Un’inchiesta, anzi più inchieste “gemelle” condotte dalle varie Procure, che pur essendo ancora alle fasi iniziali sembrano puntare più sulle aziende sanitarie e all’intero sistema regionale che le comprende, pur senza ovviamente trascurare eventuali responsabilità in capo alle strutture socio assistenziali.
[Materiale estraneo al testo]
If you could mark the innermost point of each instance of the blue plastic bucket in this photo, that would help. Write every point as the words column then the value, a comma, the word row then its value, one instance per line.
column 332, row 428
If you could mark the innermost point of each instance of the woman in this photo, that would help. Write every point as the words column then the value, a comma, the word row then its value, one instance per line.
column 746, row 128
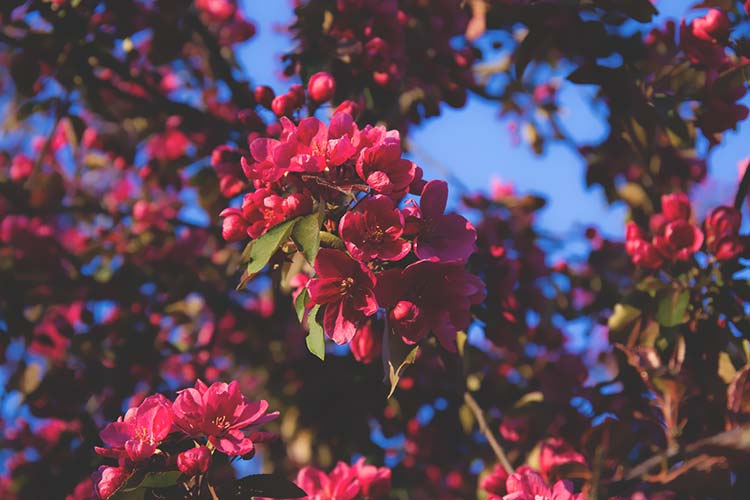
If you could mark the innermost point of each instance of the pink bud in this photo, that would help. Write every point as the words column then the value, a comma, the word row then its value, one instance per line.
column 234, row 227
column 283, row 105
column 264, row 95
column 321, row 87
column 365, row 345
column 675, row 206
column 712, row 27
column 109, row 479
column 194, row 461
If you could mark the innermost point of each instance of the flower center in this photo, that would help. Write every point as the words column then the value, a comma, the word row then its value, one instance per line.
column 221, row 422
column 377, row 234
column 346, row 285
column 142, row 434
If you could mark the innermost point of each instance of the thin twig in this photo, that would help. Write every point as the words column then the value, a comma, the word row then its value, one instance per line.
column 494, row 444
column 742, row 190
column 441, row 168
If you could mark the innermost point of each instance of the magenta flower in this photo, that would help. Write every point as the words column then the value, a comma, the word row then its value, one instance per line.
column 366, row 344
column 382, row 167
column 107, row 480
column 675, row 206
column 194, row 461
column 221, row 413
column 137, row 435
column 722, row 232
column 555, row 452
column 374, row 232
column 430, row 296
column 441, row 236
column 340, row 484
column 528, row 485
column 679, row 240
column 345, row 287
column 374, row 482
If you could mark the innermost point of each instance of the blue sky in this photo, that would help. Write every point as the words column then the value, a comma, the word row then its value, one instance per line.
column 475, row 144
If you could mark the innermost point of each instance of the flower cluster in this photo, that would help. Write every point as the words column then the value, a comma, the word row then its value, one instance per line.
column 675, row 238
column 526, row 484
column 218, row 416
column 385, row 49
column 405, row 257
column 346, row 482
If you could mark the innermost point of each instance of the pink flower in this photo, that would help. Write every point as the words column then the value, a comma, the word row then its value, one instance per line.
column 722, row 232
column 83, row 491
column 641, row 251
column 679, row 240
column 366, row 344
column 226, row 162
column 430, row 296
column 374, row 231
column 375, row 482
column 194, row 461
column 494, row 482
column 261, row 210
column 340, row 484
column 675, row 206
column 345, row 287
column 221, row 413
column 382, row 167
column 217, row 10
column 283, row 105
column 137, row 435
column 168, row 146
column 555, row 452
column 107, row 480
column 528, row 485
column 321, row 87
column 713, row 27
column 699, row 50
column 21, row 167
column 441, row 236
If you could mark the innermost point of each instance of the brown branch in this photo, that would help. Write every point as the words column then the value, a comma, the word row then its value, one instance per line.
column 494, row 444
column 742, row 190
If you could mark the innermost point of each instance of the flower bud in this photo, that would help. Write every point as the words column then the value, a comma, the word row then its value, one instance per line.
column 713, row 27
column 264, row 95
column 108, row 480
column 234, row 227
column 675, row 206
column 283, row 105
column 321, row 87
column 194, row 461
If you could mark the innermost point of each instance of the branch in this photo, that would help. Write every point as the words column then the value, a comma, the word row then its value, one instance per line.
column 742, row 190
column 733, row 442
column 479, row 415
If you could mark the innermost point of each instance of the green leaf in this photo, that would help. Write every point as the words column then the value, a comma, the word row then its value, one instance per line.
column 397, row 356
column 300, row 303
column 264, row 247
column 140, row 481
column 315, row 340
column 651, row 285
column 260, row 485
column 329, row 240
column 160, row 479
column 672, row 307
column 622, row 316
column 306, row 235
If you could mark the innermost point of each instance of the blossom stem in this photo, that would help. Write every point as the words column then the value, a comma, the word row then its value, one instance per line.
column 743, row 188
column 485, row 429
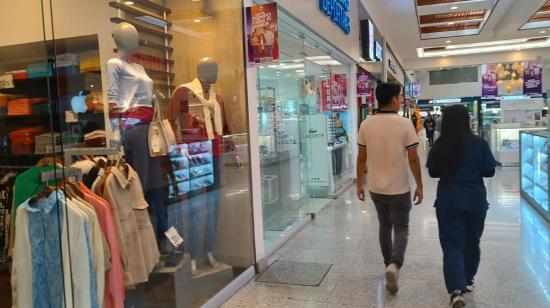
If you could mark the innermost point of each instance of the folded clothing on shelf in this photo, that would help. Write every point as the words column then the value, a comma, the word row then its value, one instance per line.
column 47, row 143
column 24, row 106
column 94, row 101
column 19, row 74
column 3, row 101
column 90, row 62
column 97, row 138
column 22, row 140
column 66, row 60
column 43, row 69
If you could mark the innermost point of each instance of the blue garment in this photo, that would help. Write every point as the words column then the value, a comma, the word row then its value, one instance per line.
column 459, row 234
column 45, row 229
column 93, row 284
column 466, row 190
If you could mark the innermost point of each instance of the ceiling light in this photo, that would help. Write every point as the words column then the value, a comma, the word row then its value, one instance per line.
column 487, row 47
Di forzature sulle Rsa affinché accogliessero pazienti dimessi dagli ospedali si era incominciato a parlare quando ancora si era nel pieno dell’emergenza, gli ospedali avevano bisogno di liberare posti letto e le strutture assistenziali si sarebbero potute trovare in una situazione di soggezione anche per via dei costi che rimandavano al numero di ospiti e relative rette, in una condizione in cui le spese erano decisamente aumentate. Se ci siano state o meno quelle pressioni lo dovranno accertare le inchieste che potranno trovare conferme  o meno nelle mail intercorse tra le direzioni delle strutture e gli uffici delle aziende sanitarie che si stanno accumulando nei fascicoli, dove è facile immaginare saranno finite anche le delibere della Regioni, le disposizioni dell’Unità di Crisi e le circolari del ministero come quella inviata il 22 gennaio in cui si evidenziava che “le persone anziane potrebbero essere più suscettibili di forme gravi”. Che il settore delle Rsa “ha mostrato più di una falla”, lo ha detto un paio di settimane fa l’assessore regionale alla Sanità Luigi Icardi, anticipando la necessità di una riforma, richiesta dagli stessi gestori e alla quale sta lavorando la task force guidata dall’ex ministro Ferruccio Fazio.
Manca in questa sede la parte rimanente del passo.